Infection by Toxoplasma gondii, a severe parasite in neonates and AIDS patients, causes impaired anion secretion in airway epithelia

Abstract

The airway epithelia initiate and modulate the inflammatory responses to various pathogens. The cystic fibrosis transmembrane conductance regulator-mediated Cl(-) secretion system plays a key role in mucociliary clearance of inhaled pathogens. We have explored the effects of Toxoplasma gondii, an opportunistic intracellular protozoan parasite, on Cl(-) secretion of the mouse tracheal epithelia. In this study, ATP-induced Cl(-) secretion indicated the presence of a biphasic short-circuit current (Isc) response, which was mediated by a Ca(2+)-activated Cl(-) channel (CaCC) and the cystic fibrosis transmembrane conductance regulator. However, the ATP-evoked Cl(-) secretion in T. gondii-infected mouse tracheal epithelia and the elevation of [Ca(2+)]i in T. gondii-infected human airway epithelial cells were suppressed.

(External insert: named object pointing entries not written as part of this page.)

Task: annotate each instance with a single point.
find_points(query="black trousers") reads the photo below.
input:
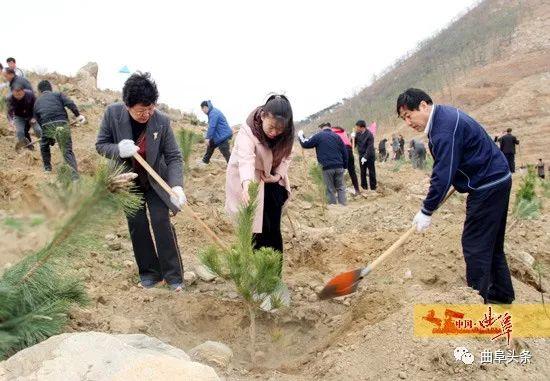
(223, 147)
(369, 165)
(164, 260)
(66, 147)
(351, 169)
(275, 196)
(483, 243)
(511, 157)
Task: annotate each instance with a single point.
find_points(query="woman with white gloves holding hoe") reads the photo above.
(135, 126)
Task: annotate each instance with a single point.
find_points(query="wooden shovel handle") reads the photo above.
(169, 190)
(401, 240)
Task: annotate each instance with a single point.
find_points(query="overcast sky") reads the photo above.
(232, 52)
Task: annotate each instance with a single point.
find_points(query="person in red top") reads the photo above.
(351, 162)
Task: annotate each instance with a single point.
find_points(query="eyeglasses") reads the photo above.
(143, 112)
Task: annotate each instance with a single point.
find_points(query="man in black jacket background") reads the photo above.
(50, 113)
(508, 144)
(333, 158)
(364, 141)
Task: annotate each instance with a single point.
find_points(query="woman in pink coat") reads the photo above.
(262, 153)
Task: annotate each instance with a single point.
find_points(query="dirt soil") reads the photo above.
(366, 336)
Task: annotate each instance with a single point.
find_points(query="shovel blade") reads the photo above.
(341, 285)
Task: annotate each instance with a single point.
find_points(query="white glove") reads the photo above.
(127, 148)
(179, 198)
(421, 221)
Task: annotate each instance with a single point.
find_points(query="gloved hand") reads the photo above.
(421, 221)
(80, 119)
(127, 148)
(179, 198)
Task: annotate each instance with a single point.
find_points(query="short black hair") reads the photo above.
(411, 98)
(140, 88)
(44, 85)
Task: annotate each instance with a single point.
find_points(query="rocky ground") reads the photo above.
(364, 336)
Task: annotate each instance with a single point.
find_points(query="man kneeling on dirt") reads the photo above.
(20, 115)
(466, 158)
(135, 126)
(50, 114)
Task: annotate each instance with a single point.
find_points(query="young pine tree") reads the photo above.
(255, 273)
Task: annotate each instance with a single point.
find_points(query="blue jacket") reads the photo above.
(331, 151)
(464, 156)
(218, 128)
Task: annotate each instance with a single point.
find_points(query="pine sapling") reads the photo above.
(256, 274)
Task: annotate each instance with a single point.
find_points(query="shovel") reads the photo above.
(169, 190)
(346, 283)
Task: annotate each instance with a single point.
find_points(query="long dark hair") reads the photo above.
(278, 107)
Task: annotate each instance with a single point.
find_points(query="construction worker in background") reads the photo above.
(364, 142)
(12, 65)
(218, 134)
(12, 77)
(50, 114)
(466, 157)
(382, 152)
(20, 115)
(351, 161)
(508, 144)
(332, 156)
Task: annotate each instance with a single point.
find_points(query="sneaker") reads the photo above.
(177, 287)
(149, 283)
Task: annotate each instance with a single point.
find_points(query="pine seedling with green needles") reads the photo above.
(186, 139)
(256, 274)
(37, 293)
(316, 173)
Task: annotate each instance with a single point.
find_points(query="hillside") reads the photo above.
(494, 63)
(366, 336)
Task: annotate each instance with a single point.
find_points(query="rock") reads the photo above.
(189, 278)
(205, 274)
(212, 353)
(102, 357)
(114, 246)
(527, 258)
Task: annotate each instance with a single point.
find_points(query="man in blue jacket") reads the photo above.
(467, 158)
(333, 158)
(219, 133)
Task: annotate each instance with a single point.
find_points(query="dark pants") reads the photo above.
(164, 260)
(483, 243)
(66, 146)
(511, 157)
(351, 169)
(369, 165)
(223, 147)
(274, 198)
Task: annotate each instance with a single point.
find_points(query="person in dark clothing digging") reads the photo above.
(135, 126)
(466, 157)
(332, 157)
(508, 143)
(364, 141)
(50, 114)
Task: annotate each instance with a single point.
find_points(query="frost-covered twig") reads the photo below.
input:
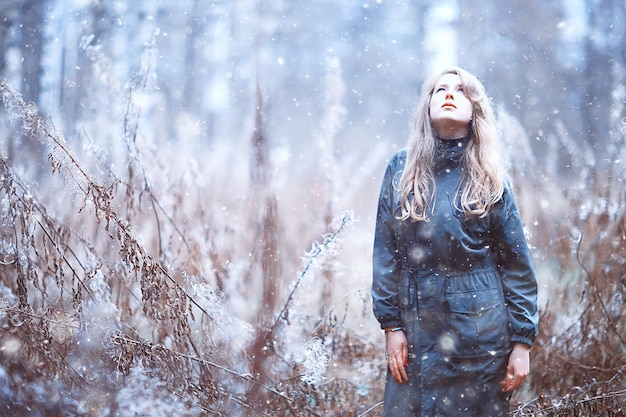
(318, 251)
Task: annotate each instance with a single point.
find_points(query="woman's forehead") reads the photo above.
(449, 79)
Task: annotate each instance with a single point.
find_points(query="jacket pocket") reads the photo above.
(478, 323)
(406, 291)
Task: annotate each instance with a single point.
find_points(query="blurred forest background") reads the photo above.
(188, 191)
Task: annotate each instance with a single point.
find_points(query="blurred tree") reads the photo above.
(512, 47)
(603, 75)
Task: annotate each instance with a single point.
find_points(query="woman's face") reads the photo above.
(450, 109)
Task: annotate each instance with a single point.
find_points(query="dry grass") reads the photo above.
(145, 285)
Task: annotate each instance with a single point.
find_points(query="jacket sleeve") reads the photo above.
(386, 254)
(517, 274)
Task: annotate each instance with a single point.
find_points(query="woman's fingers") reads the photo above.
(397, 368)
(398, 355)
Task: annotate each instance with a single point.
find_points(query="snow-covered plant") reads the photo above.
(316, 360)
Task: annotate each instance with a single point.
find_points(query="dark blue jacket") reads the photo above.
(463, 289)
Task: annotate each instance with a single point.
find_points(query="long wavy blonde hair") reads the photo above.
(484, 175)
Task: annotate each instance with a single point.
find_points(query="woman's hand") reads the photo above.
(397, 355)
(518, 368)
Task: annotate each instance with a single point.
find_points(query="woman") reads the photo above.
(453, 284)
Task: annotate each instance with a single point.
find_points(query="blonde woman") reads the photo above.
(453, 284)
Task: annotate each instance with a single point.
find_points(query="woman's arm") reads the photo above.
(518, 279)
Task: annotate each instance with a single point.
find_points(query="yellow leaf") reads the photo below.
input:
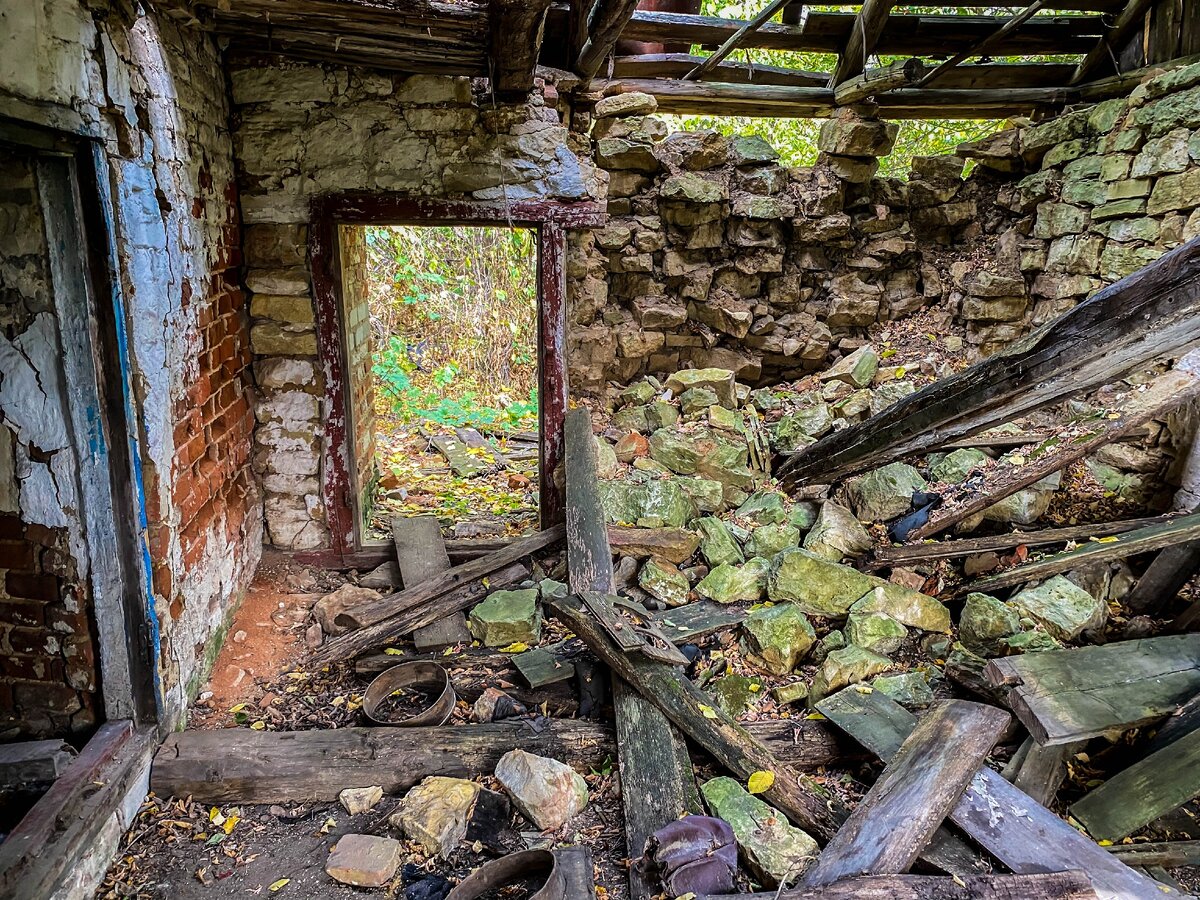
(760, 781)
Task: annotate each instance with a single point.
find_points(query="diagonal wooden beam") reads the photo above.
(736, 39)
(983, 46)
(609, 19)
(1110, 45)
(517, 28)
(864, 35)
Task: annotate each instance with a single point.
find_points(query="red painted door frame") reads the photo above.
(550, 220)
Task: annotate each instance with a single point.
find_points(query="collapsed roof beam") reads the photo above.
(736, 39)
(1110, 45)
(517, 29)
(609, 19)
(987, 43)
(864, 35)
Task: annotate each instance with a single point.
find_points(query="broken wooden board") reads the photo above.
(462, 463)
(1139, 795)
(907, 555)
(1074, 694)
(425, 604)
(685, 623)
(1180, 529)
(1053, 886)
(918, 787)
(1020, 833)
(1005, 477)
(423, 555)
(1150, 315)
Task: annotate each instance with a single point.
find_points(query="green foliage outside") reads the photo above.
(454, 315)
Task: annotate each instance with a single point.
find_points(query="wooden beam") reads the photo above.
(609, 21)
(907, 555)
(1002, 479)
(982, 47)
(1149, 315)
(1109, 47)
(658, 784)
(879, 81)
(423, 555)
(1024, 835)
(1137, 796)
(864, 36)
(733, 41)
(1181, 529)
(906, 804)
(1069, 695)
(425, 604)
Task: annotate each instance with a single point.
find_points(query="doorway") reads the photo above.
(453, 334)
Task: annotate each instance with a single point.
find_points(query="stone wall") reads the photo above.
(304, 131)
(153, 94)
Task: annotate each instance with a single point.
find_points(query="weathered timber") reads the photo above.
(423, 555)
(733, 41)
(517, 28)
(39, 853)
(34, 762)
(652, 755)
(864, 34)
(1002, 479)
(1069, 695)
(906, 555)
(1020, 833)
(609, 19)
(879, 81)
(243, 766)
(1180, 529)
(922, 783)
(1139, 795)
(1170, 855)
(1042, 769)
(690, 709)
(425, 604)
(1149, 315)
(1053, 886)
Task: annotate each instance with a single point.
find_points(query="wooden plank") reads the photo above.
(1024, 835)
(918, 787)
(423, 555)
(1139, 795)
(609, 21)
(1002, 479)
(1151, 313)
(1053, 886)
(733, 41)
(517, 28)
(244, 766)
(906, 555)
(1181, 529)
(1069, 695)
(655, 769)
(862, 40)
(425, 604)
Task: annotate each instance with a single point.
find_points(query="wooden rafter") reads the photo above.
(864, 35)
(1109, 46)
(609, 21)
(736, 39)
(985, 45)
(517, 28)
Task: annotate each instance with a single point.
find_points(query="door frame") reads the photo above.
(550, 221)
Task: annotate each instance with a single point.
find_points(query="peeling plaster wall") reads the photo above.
(154, 93)
(303, 131)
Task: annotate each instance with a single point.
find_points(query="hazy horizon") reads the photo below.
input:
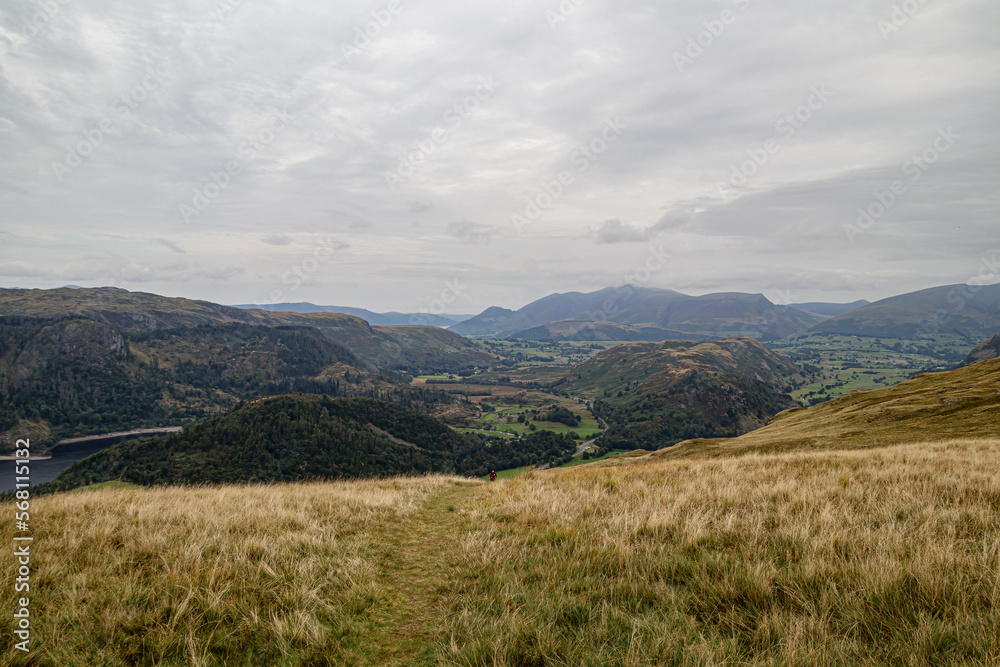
(381, 154)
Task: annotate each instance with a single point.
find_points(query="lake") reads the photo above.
(63, 456)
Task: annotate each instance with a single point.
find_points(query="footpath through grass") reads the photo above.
(417, 567)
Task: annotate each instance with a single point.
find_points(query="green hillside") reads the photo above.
(988, 349)
(655, 394)
(934, 406)
(124, 310)
(409, 349)
(969, 311)
(304, 437)
(583, 330)
(75, 376)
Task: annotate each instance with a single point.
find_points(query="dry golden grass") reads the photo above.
(866, 557)
(929, 407)
(267, 575)
(888, 556)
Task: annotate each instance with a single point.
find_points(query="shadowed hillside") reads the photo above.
(932, 406)
(407, 349)
(988, 349)
(305, 437)
(655, 394)
(970, 311)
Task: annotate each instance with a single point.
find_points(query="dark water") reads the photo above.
(63, 456)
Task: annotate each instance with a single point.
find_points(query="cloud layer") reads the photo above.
(366, 155)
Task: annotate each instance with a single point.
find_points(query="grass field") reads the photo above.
(848, 363)
(880, 556)
(582, 461)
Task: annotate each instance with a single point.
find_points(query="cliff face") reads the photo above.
(69, 341)
(989, 349)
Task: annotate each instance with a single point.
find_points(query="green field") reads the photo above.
(579, 461)
(841, 364)
(509, 473)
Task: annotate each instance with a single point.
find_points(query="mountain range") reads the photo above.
(387, 348)
(708, 316)
(969, 311)
(383, 319)
(637, 313)
(656, 394)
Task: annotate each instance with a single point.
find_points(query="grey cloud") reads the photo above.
(472, 232)
(658, 182)
(172, 246)
(616, 231)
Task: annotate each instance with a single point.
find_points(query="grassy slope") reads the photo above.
(130, 311)
(888, 556)
(932, 406)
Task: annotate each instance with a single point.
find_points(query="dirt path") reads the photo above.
(416, 567)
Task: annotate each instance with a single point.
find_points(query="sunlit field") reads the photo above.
(877, 556)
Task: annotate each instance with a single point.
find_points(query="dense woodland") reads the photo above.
(306, 437)
(702, 406)
(81, 376)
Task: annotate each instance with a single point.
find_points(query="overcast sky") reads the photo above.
(400, 155)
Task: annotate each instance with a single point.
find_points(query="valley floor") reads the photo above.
(878, 556)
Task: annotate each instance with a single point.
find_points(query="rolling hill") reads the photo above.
(396, 348)
(303, 437)
(124, 310)
(78, 376)
(568, 330)
(656, 394)
(830, 309)
(935, 407)
(970, 311)
(707, 316)
(383, 319)
(988, 349)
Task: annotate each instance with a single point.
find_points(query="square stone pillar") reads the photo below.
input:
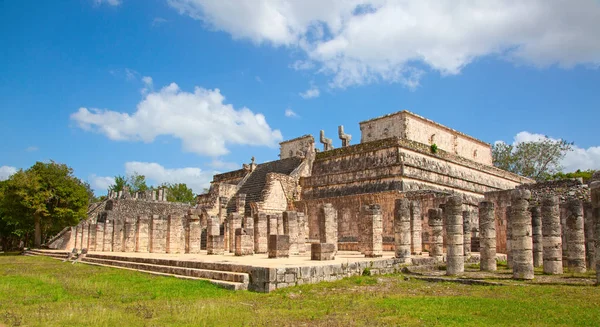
(260, 233)
(194, 234)
(322, 251)
(279, 246)
(118, 235)
(92, 241)
(175, 235)
(416, 228)
(143, 234)
(99, 236)
(302, 232)
(373, 232)
(130, 234)
(290, 228)
(328, 224)
(214, 241)
(235, 221)
(243, 243)
(108, 236)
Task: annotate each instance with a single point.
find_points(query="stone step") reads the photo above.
(226, 267)
(173, 270)
(233, 286)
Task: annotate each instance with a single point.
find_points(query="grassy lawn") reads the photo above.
(39, 291)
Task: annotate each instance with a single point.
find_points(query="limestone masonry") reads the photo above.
(411, 188)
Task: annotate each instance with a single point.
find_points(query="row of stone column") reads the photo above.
(142, 234)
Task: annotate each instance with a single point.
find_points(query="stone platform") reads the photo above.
(256, 273)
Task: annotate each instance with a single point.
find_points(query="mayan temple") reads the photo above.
(318, 208)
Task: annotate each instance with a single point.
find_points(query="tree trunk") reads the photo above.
(37, 239)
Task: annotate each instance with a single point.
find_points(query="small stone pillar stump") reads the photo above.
(538, 246)
(402, 233)
(522, 242)
(487, 236)
(416, 228)
(279, 246)
(551, 235)
(576, 236)
(454, 231)
(437, 234)
(373, 233)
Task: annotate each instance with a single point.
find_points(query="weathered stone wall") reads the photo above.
(407, 125)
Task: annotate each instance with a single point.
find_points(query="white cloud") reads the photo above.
(6, 172)
(108, 2)
(218, 164)
(290, 113)
(195, 178)
(158, 20)
(579, 158)
(201, 120)
(312, 92)
(366, 41)
(100, 183)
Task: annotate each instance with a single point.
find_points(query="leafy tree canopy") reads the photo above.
(538, 160)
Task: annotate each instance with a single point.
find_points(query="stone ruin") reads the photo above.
(390, 192)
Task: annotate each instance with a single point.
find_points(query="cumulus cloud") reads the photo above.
(365, 41)
(201, 120)
(6, 172)
(579, 158)
(290, 113)
(312, 92)
(156, 174)
(100, 183)
(108, 2)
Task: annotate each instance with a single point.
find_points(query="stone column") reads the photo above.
(301, 232)
(130, 235)
(235, 221)
(522, 242)
(92, 241)
(509, 258)
(158, 234)
(590, 239)
(551, 235)
(143, 234)
(487, 236)
(108, 236)
(194, 234)
(576, 236)
(595, 197)
(416, 227)
(328, 225)
(290, 228)
(373, 232)
(260, 233)
(437, 234)
(467, 233)
(100, 236)
(214, 239)
(538, 247)
(455, 257)
(402, 234)
(175, 235)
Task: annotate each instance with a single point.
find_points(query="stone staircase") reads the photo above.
(218, 274)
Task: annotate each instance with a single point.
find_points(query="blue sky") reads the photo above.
(180, 89)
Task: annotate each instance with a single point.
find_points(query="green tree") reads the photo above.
(179, 192)
(137, 182)
(120, 183)
(534, 159)
(44, 199)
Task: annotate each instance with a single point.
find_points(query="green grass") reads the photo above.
(38, 291)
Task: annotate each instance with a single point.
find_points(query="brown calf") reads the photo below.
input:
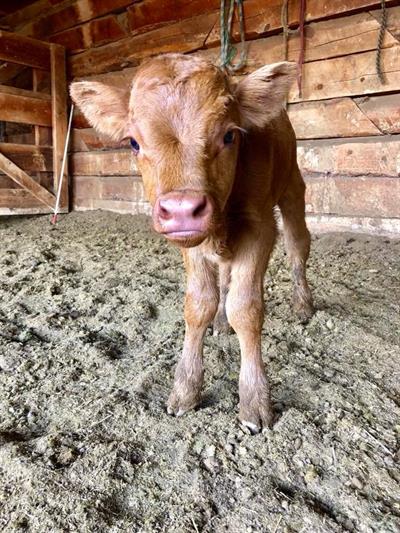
(216, 156)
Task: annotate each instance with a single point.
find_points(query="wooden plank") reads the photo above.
(16, 198)
(326, 39)
(115, 163)
(33, 10)
(6, 89)
(24, 109)
(94, 33)
(71, 14)
(361, 157)
(87, 139)
(24, 51)
(59, 118)
(116, 188)
(29, 157)
(262, 18)
(353, 196)
(8, 183)
(148, 15)
(185, 36)
(389, 227)
(353, 75)
(25, 181)
(383, 111)
(340, 117)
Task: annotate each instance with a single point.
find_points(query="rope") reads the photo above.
(301, 55)
(228, 51)
(285, 27)
(380, 42)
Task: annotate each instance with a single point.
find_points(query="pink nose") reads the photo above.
(183, 214)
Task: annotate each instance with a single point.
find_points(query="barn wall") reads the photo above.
(347, 122)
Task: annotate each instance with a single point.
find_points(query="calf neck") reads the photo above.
(216, 157)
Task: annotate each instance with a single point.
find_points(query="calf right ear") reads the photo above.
(105, 107)
(262, 94)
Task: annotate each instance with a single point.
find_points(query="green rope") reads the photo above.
(381, 36)
(228, 51)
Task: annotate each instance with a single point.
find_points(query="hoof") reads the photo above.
(255, 408)
(304, 311)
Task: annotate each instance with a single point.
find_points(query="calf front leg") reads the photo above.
(201, 302)
(245, 311)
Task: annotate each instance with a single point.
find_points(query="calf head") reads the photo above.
(184, 118)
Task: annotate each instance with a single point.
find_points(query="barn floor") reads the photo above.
(91, 326)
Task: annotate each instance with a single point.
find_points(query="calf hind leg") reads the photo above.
(297, 244)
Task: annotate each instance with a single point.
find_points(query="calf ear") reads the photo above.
(105, 107)
(262, 94)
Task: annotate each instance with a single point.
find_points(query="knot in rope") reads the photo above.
(228, 51)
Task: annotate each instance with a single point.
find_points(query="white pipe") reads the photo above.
(60, 179)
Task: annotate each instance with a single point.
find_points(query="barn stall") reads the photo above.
(91, 309)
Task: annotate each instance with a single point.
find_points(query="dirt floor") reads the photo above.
(91, 326)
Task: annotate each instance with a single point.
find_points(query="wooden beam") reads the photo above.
(24, 109)
(353, 196)
(87, 139)
(6, 89)
(339, 117)
(16, 198)
(185, 36)
(383, 111)
(24, 51)
(327, 39)
(116, 162)
(94, 33)
(59, 117)
(352, 157)
(349, 76)
(25, 181)
(123, 188)
(265, 17)
(29, 157)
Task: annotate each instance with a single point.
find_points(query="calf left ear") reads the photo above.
(105, 107)
(262, 94)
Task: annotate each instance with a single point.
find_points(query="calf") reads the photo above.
(216, 156)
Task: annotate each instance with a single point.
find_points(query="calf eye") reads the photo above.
(229, 137)
(135, 145)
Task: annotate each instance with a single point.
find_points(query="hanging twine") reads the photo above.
(380, 42)
(285, 27)
(302, 44)
(228, 51)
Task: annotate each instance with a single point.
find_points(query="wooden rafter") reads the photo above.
(24, 180)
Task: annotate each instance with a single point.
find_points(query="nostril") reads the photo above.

Quantitative reverse transcription-PCR revealed that the mRNA expression level of the P2Y2 receptor (P2Y2-R) increased significantly in T. gondii-infected mouse tracheal cells. This revealed the influence that pathological changes in P2Y2-R had on the downstream signal, suggesting that P2Y2-R was involved in the mechanism underlying T. gondii infection in airways. These results link T. gondii infection as well as other pathogen infections to Cl(-) secretion, via P2Y2-R, which may provide new insights for the treatment of pneumonia caused by pathogens including T. gondii.

Keywords: ATP; Cl− secretion; P2Y2 receptor; cystic fibrosis; pneumonia.

Fig. 1.

Effects of T. gondii infection on ATP-induced I_sc currents. Addition of 10 μM ATP to the apical side (ap) of the proximal trachea tissues caused a rise in I_sc response (A). This response was found to be partially inhibited by T. gondii pretreatment (B). (C) A summary of the effects of T. gondii on the dual phases of ATP-induced I_sc response. Data are presented as mean change in I_sc ± SEM (n = 4) and are representative of four independent experiments. *P < 0.05; **P < 0.01.

Fig. 2.

Effect of P2 receptor blocker suramin on intracellular Ca²⁺ induced by ATP in 16HBE cells. Intracellular Ca²⁺ measurement in single 16HBE cells using Fluo 3/AM as a probe. (A) The addition of ATP (10 μM) significantly increased the intracellular Ca²⁺, which was inhibited in the presence of the P2-R antagonist, suramin (100 μM); the addition of 1 μM Thapsigargin (Tg, an inducer of stored Ca²⁺ release) was done to check the activity of cells. (B) A summary of the effects of suramin on ATP-induced calcium elevation. Data are presented as mean of fluorescence intensity ± SEM (n = 4) and are based on four independent experiments. **P < 0.01.

Fig. 3.

Effect of T. gondii on intracellular Ca²⁺ induced by ATP in 16HBE cells. Intracellular Ca²⁺ measurement in single 16HBE cells using Fluo 3/AM as a probe. (A) Addition of ATP (10 μM) significantly increased the intracellular Ca²⁺ inhibited after T. gondii pretreatment for 3 h or 6 h. (B) A summary of the effects of T. gondii on ATP-induced calcium elevation. Data are presented as mean fluorescence intensity ± SEM (n = 4) and are based on four independent experiments. ***P < 0.001; NS, P > 0.05.

Fig. 4.

T. gondii infection results in increased P2Y2-R expression. Quantitative real-time PCR analysis of mRNA expression of P2Y2-R in mice trachea treated without or with T. gondii for 3 d. Absolute values were corrected using GAPDH as a reference gene. Gene expression was reported as the relative variation to unstimulated control tissue mRNA levels. Bars represent means ± SEM (n = 3) and are based on three independent experiments. *P < 0.05.

Fig. 5.

Mechanisms underlying the impairment action of T. gondii on chloride secretion in airway epithelia. The schematic model shows that the impairment action of T. gondii on chloride secretion was related to its ability to inhibit P2Y2-Rs. Black arrows represent the P2Y2-R activation signaling pathways, or cellular events identified in the present and previous studies (42, 43), and a red block symbol denotes the P2Y2-R inhibition signaling pathways and cellular events described in airway epithelia [PIP2, phosphatidylinositol (4,5) bisphosphate].